2. Risk of passing COVID-19 to infants

Now, we need to balance the establishment of breastfeeding with the risks that the infant could acquire COVID-19 and become seriously ill. The data on this topic are also conflicting.

A study examining all laboratory confirmed cases in China from December 8, 2019 to February 6, 2020 suggests COVID-19 among hospitalized young infants is rare.11  There were only 9 hospitalized infants among 31,211 confirmed cases among all ages, and the youngest of these infants was 1 month.

A broader analysis of 2,143 pediatric cases of confirmed or suspected COVID-19 in China from January 16 to February 8, 2020 included only 731 laboratory-confirmed cases, and had a much larger number of infants (379, or 17.7% of all pediatric cases). However, the authors acknowledge that most of the severe cases were not confirmed to be COVID-19, so they suspect many could have been caused by other pathogens.12 Two outside authors commenting on this analysis noted previous studies found that children in whom coronavirus is found in the respiratory tract have viral co-infection in up to two-thirds of cases.13 In this sample, 83% of infants had severe or critical disease. Of all the children, 90% had mild-to-moderate disease, and there was one death in a 14-year-old boy.

Both these studies apparently used the same Chinese national database and ended at the same time, yet they have very different results. While the second study’s data on infants is alarming, it is also much less reliable due to lack of clear diagnosis. We know from this database that no newborns or any infant under 1 month were hospitalized with confirmed COVID-19 during this time.

An analysis of 72,314 Chinese cases up to February 26, found fewer than 1% of cases were in children under 10. Of children treated in the only hospital in Wuhan assigned to treat children under 16, only 3 of 171 confirmed cases required intensive care, and all 3 had underlying comorbidities.14 There was one death in a 10-month-old infant of intussusception, but it is unclear if this death was related to COVID-19.

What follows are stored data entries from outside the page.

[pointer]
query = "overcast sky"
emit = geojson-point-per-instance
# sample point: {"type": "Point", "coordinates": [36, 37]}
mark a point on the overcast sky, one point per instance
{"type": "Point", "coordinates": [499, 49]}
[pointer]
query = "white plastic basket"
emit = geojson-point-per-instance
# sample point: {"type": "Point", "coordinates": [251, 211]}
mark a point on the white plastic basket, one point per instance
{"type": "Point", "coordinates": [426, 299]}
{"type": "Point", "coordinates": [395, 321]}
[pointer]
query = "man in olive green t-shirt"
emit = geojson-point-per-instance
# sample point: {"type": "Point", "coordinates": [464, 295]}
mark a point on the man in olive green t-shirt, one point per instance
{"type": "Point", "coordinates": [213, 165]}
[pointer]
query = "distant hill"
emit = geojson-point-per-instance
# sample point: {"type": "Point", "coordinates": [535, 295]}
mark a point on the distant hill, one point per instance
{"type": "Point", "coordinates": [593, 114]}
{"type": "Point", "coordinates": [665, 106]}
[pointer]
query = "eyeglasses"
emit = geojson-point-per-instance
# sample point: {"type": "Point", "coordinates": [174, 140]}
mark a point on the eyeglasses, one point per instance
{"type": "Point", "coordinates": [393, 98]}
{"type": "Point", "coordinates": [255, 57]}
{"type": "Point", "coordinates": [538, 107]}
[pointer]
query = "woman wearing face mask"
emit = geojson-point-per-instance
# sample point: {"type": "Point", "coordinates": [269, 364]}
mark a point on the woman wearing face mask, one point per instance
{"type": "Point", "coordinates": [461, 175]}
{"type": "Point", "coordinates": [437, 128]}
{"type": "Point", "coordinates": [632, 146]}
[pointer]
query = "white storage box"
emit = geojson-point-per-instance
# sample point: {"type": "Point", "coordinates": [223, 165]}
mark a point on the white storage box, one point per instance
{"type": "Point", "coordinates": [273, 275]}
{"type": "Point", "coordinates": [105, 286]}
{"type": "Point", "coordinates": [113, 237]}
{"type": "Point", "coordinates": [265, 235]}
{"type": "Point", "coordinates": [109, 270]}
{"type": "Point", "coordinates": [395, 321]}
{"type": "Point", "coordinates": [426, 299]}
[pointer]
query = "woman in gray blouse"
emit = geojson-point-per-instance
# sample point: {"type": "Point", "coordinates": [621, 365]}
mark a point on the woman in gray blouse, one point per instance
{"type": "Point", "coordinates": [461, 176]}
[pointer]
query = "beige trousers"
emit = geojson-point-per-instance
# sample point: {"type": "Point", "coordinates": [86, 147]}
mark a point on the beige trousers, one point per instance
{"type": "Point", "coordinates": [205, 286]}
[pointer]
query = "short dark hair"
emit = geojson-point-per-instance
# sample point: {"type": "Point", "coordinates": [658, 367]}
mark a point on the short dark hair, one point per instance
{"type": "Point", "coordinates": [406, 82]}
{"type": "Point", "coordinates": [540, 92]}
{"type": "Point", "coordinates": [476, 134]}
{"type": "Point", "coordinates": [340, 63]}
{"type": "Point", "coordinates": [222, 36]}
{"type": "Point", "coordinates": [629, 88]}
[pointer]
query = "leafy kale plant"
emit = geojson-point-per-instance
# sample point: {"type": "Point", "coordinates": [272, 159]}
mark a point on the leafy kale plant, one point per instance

There were media reports of one newborn contracting the virus on Feb. 5 in Wuhan, following infection of the infant’s nanny, then mother. She was thought to have gotten the infection from her nanny, mother, or hospital staff.15 It is unclear why she was not counted in the first study, but had few, if any, symptoms.14 The cause of death of the Illinois infant with COVID-19 is under investigation.16 As the infant’s age was not disclosed, we do not know if this was a newborn or neonate (i.e. under 7- or 28-days old).

Beyond this there are case reports of older infants, including a 55-day-old infant who had multi-organ system failure.17 It is also unknown if affected sick infants had been breastfed, particularly by infected mothers who could have passed on protective antibodies.


To summarize, the CDC does not categorically recommend separating infants from infected mothers, and currently, there are insufficient data to support routinely doing so. Because the decision is ultimately up to the mother and family, they should be carefully educated about the clear risks of separation as well as its potential benefits. One must weigh the risk of the newborn getting severe COVID-19 infection, which is rare but likely finite, with the risk of undermining the establishment of breastfeeding and the consequences of breastfeeding failure, which can be significant, particularly in low-income settings. Failure to establish breastfeeding could put the newborn at risk of food insecurity and other infections. If an infected mother is not planning to breastfeed, then separation may make more sense if other factors allow, and separation seems more important if a newborn has underlying health conditions.